Il paraît donc compliqué d'expliquer en quoi Barren Harvest tient de la découverte majeure, autrement que par un pouvoir d'évocation le faisant passer du rang des apaisants repos à celui, comme l'intitulé de son premier album l'indique, des cruautés subtiles. Pourtant, le simple fait qu'il soit une collaboration entre Lenny Smith (Atriarch) et Jessica Way (Worm Ouroboros) devrait suffire à donner la puce à l'oreille – et quelques soucis à se faire – pour qui connaît les tétanies qu'ils ont pu créer dans leurs formations d'origines. Sans surprise par rapport aux C.V. des deux participants, Subtle Cruelties paralyse contre son gré, ses joliesses lâchant si peu leur douceur esseulée, ses chants tantôt funèbres, tantôt emphatiques étant d'une telle sincérité gênante, qu'il effiloche, impudique, les quelques barrières séparant la douce fainéantise des dimanches et les morbides obsessions où l'esprit s'égare sans le vouloir.

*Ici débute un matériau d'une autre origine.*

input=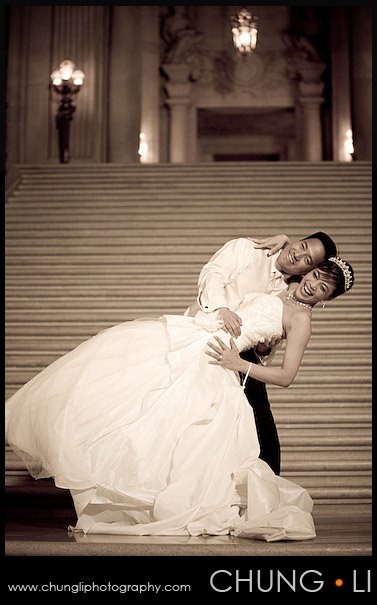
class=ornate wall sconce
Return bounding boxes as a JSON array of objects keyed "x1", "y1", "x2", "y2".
[
  {"x1": 231, "y1": 8, "x2": 258, "y2": 56},
  {"x1": 50, "y1": 59, "x2": 85, "y2": 164}
]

Coincé dans ce temps suspendu, on erre bien en damné et non en touriste. Plus que d'autres noms, Barren Harvest rappelle en cela Amber Asylum et l’éphémère The Gault, dont on retrouve ici l'ennui fatal caché derrière le romantisme noir, la volupté synonyme de mort. C'est par cette alliance des voix de Lenny Smith et Jessica Way que le tour de magie se réalise, les deux personnifiant chacun à leur manière – froideur enveloppante côté homme, chaleur lointaine côté femme – le moment où les repères se délitent et la conscience de soi fond, perdu dans le vague à l'âme.

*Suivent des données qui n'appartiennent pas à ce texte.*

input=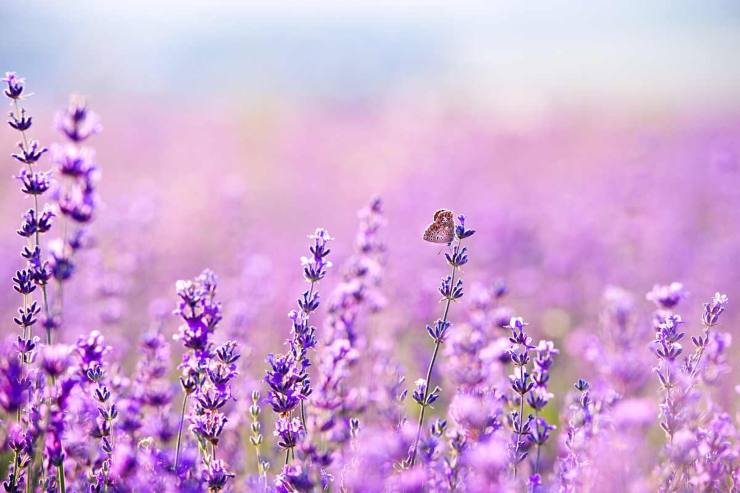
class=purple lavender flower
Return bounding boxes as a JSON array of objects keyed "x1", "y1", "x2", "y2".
[
  {"x1": 264, "y1": 228, "x2": 333, "y2": 463},
  {"x1": 645, "y1": 282, "x2": 686, "y2": 310},
  {"x1": 2, "y1": 72, "x2": 25, "y2": 100},
  {"x1": 406, "y1": 215, "x2": 475, "y2": 466}
]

Cependant, Barren Harvest n'est pas encore tout à fait à mettre au même niveau que les deux références citées, du fait d'un fonctionnement cyclique qui, s'il apporte de nombreux moments forts (les terribles « Heavens Age », « Reveal » et « Claw and Feather » par exemple), s'encombre ici ou là d'inutiles rappels à l'image des « Memoriam », parfois anecdotiques et dont j'aurai préféré une version moins éclatée, ne gardant que ses deuxième et sixième parties comme points centraux. Le tracklisting n'en reste pas moins extrêmement réfléchi, notamment dans ce retour au point de départ qui sert de conclusion, « The Subtle Cruelty of Spring » reprenant les accords de « The Bleeding » pour un résultat différent mais également figeant, où un printemps timide laisse place à l'hiver.

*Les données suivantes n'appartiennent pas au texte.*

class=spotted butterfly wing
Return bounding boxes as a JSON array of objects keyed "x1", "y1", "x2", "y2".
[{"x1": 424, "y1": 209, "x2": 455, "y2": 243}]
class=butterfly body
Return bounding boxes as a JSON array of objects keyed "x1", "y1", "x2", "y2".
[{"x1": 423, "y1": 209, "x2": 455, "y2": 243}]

Il y a des genres musicaux avec lesquels on passe des contrats de confiance, sûr de ce qu'on va y trouver. Le dark folk en est indéniablement un. Recueilli et désenchanté, poétique et cynique, Subtle Cruelties parvient pourtant, avec toute l'humilité dont se sont drapés ses deux membres, à donner une patine neuve aux photographies jaunies du style, traquant l'auditeur, l'emmenant tendrement par la main vers une mélancolie où il reste prisonnier et un peu amoureux, comme dans un rêve doux-amer. À vous de voir si ce type de dépression hantée vous botte.